Take a tour of this special place located on the Green River.
Entrance onto the Davis Bend Preserve off of Sims Cemetery Road in Canmer, Kentucky.
A small but historic cemetery graces the property, with grave sites dating back to the early 1800’s and earlier. Among those buried here is Lt. Colonel John Adair, who served in the Confederate army during the Civil War and was the grandson of the state’s first Governor before Kentucky became a state.
This old tobacco barn no longer shelters tobacco leaves. Today, it provides shade and a rustic respite for people during occasional tours and educational programming at the Preserve.
This particular barn was recently carefully disassembled and salvaged for usable wood by a local barn wood salvage operation.
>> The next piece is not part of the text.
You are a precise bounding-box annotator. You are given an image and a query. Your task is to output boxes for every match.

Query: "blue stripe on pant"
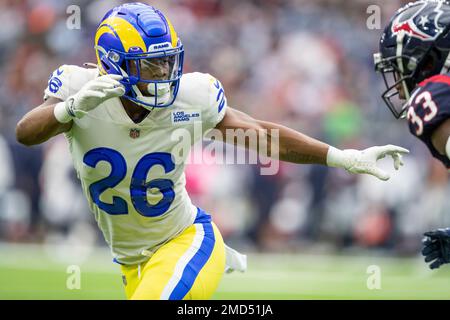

TNC was able to retain some of the wood in order to complete repairs to the remaining barn.
This small sinkhole pond provides water and habitat for a multitude of creatures at Davis Bend. It also provides a great backdrop for discussions about karst geology!
A small two acre field within the Preserve was recently planted with a wide variety of trees that are native to Kentucky. We’re excited to watch these newly-planted trees grow into a beautiful arboretum that will be enjoyed in the years and decades to follow!
In 2011-2012, the Conservancy completed an extensive restoration project on former agricultural fields. Fields were treated to remove unwanted non-native vegetation, followed up with prescribed fire and then replanted with a blend of native prairie plant species.
This short path through the woods leads to a gravel bar on the Green River.
This gravel bar has served as the launch location for many a Conservancy-hosted float trip, and should serve that purpose for many years to come.
Look carefully at the details! This buck has only one of his antlers left. The fact that he had even one of his antlers remaining at this late Spring date (April 11) is even more unusual.
The elusive bobcat! Project Director Mike Hensley had seen this beautiful feline on more than one occasion, but it took a camera that was on-duty 24 hours a day to finally capture this grainy photo.